Моя первая любовь — нет, давайте пропустим ЭТО. Милая! твое имя не осквернит наемная страница. Милое, милое воспоминание! Ах, дамы, ваши нежные сердца тоже чувствовали этот трепет. И между последней буквой в слове «трепет» и словами, написанными сейчас, я провел восхитительный период, может быть, час, может быть, минуту, не знаю сколько, думая об этой святой первой любви и о той, кто ее вдохновил. Как ясно я помню каждый инцидент той страсти! а ведь это было так давно. Я был тогда еще ребенком — школьником — и, если уж говорить правду, Л-ра Р-гглс (я бы не написал ее полного имени, даже если бы меня сделали одним из душеприказчиков маркиза Хартфорда) была женщиной на целых тринадцать лет старше меня; в то время, о котором я пишу, ей должно было быть не меньше двадцати пяти. Она и ее мать торговали пирожными, леденцами, конфетами и другими простыми съестными припасами по средам и субботам (в полувыходные) в частной школе, где я получал первые основы классического образования. Я часами сидел перед ее лотком, но не думаю, что бедная девушка когда-либо предполагала, что какой-то мотив, кроме вульгарной тяги к ее пирожным и имбирному пиву, заставлял меня так постоянно приходить к ее маленькому прилавку. Да, даже в тот ранний период мои действия были неверно истолкованы, и фатальность, которая угнетала всю мою жизнь, начала проявляться — чистейшая страсть была неверно истолкована ею и моими школьными товарищами, и они думали, что мной движет простое обжорство. Они прозвали меня Аликемпейн.

Ну, пусть будет так. Смейтесь над ранней страстью, кто хочет; высокородный мальчик, безумно влюбленный в простую девушку, торгующую имбирным пивом!
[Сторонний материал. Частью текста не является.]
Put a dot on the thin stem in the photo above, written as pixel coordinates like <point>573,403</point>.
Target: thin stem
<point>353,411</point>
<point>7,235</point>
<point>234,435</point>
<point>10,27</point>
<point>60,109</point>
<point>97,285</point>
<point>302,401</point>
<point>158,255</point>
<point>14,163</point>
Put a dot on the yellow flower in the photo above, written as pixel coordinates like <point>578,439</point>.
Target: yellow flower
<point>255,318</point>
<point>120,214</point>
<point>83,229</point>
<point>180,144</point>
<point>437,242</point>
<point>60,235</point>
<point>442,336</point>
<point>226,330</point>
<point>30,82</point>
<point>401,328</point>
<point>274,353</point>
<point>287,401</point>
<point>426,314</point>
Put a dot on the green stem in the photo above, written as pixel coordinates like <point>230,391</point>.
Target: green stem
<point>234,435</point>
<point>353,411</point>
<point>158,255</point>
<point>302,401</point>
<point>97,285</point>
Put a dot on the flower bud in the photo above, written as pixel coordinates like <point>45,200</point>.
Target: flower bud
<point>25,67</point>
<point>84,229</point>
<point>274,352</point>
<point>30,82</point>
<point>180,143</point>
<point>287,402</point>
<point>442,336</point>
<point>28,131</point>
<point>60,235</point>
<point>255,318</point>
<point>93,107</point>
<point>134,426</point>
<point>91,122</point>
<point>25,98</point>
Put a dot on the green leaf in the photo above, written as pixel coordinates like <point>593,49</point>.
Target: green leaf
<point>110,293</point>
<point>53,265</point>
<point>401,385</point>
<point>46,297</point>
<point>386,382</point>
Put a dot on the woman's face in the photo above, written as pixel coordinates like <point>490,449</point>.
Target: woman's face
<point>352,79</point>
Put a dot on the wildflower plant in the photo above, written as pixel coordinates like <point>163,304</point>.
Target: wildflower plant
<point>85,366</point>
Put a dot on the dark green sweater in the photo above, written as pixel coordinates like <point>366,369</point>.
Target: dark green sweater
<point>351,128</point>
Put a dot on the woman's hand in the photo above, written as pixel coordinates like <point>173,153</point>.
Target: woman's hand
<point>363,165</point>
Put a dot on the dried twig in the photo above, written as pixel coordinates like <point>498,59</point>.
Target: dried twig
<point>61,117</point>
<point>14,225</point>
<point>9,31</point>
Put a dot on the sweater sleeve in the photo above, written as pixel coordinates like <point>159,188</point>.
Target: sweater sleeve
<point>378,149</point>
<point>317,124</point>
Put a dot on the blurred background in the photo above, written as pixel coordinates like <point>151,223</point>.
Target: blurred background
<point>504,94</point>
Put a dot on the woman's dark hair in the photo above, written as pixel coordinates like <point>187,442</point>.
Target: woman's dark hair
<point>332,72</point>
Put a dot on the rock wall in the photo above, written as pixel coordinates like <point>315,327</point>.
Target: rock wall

Позже она вышла замуж, взяла фамилию Латтер и теперь держит со своим старым мужем шлагбаум, через который я часто проезжаю; но я могу вспомнить ее яркой и розовощекой в солнечный летний день, ее красные щеки, затененные помятым соломенным чепцом, ее пирожные и имбирное пиво на аккуратной белой скатерти перед ней, как она штопает синие шерстяные чулки, пока молодые джентльмены не прервут ее, придя за покупками.

Многие назовут это описание низким; я не завидую их благородству и всегда замечал в жизни (как, конечно, и любой другой ДЖЕНТЛЬМЕН), что именно выскочка больше всего настаивает на том, что он называет благородством, и испытывает самое брезгливое отвращение к тому, что искренне и естественно. Давайте, однако, перейдем сразу, поскольку весь мир должен быть доволен, к рассказу об истории, которая произошла в самых лучших кругах общества, как их называют, а именно — о моем следующем неудачном увлечении.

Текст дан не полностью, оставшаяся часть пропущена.